GIUNTA SBOARINA

Dopo le nomine
inizia il secondo atto

14/06/2018 12:12

A fine mese, il 27 giugno, Federico Sboarina festeggia il suo primo anno di attività come sindaco di Verona. E probabilmente ne apre il secondo capitolo.

Entro la fine del mese si dovrebbe concludere la telenovela delle nomine al vertice degli enti.

Amia terrà la sua assemblea societaria, che indicherà il nuovo presidente. In teoria dovrebbe essere Bruno Tacchella (area Casali-Gasparato). In pratica potrebbe essere riconfermato Andrea Miglioranzi.

Dal punto di vista politico, quella scelta sarà uno spartiacque netto: o si va avanti con questa maggioranza, o i seguaci di Gasparato vengono "fatti fuori" definitivamente.

Quasi in contemporanea, si dovrà effettuare il rimpasto di giunta.

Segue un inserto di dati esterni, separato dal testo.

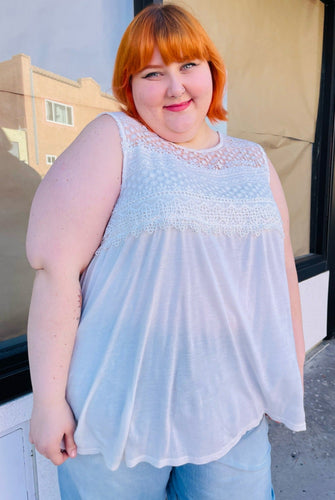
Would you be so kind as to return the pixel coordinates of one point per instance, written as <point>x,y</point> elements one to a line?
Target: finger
<point>70,445</point>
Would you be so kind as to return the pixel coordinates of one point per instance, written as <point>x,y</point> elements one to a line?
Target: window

Chi sarà vicesindaco, dopo le dimissioni di Lorenzo Fontana?

Se sarà Luca Zanotto, l'avrà spuntata Sboarina.

Se sarà Enrico Corsi, l'avrà spuntata il direttivo provinciale della Lega.

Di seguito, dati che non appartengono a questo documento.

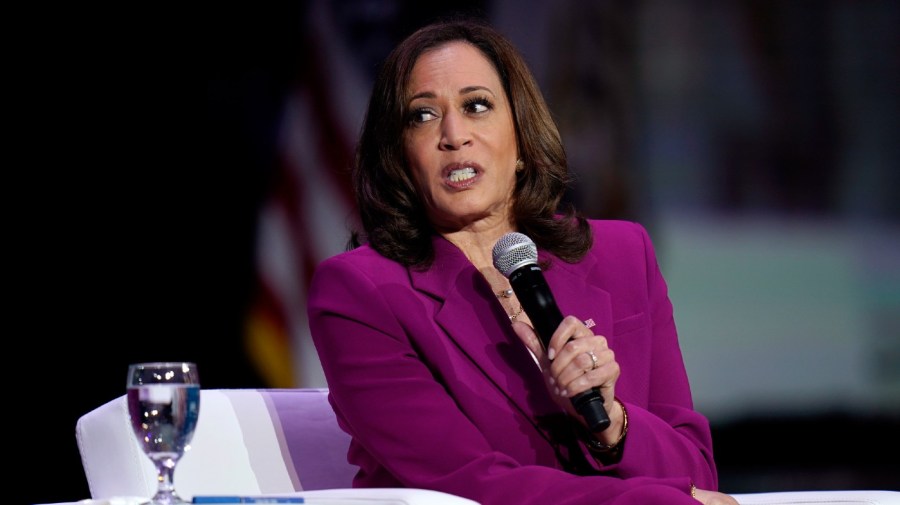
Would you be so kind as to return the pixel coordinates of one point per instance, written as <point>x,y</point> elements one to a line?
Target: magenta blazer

E anche questa sarà comunque una svolta .

A far da contorno, una serie di altre nomine: chi andrà, tanto per dirne una, all'Ater?

Enrico Corsi, come ripiego, o il giovane Fabio Montoli (gradito a sua maestà Matteo Salvini ma senza neppure un voto in direttivo provinciale)?

In un palazzo Barbieri assolutamente e disperatamente privo di una vera opposizione, il reale cambiamento sarà deciso da queste scelte interne alla maggioranza, scelte che vedranno vincitori trionfanti e vinti lasciati sul campo a sanguinare.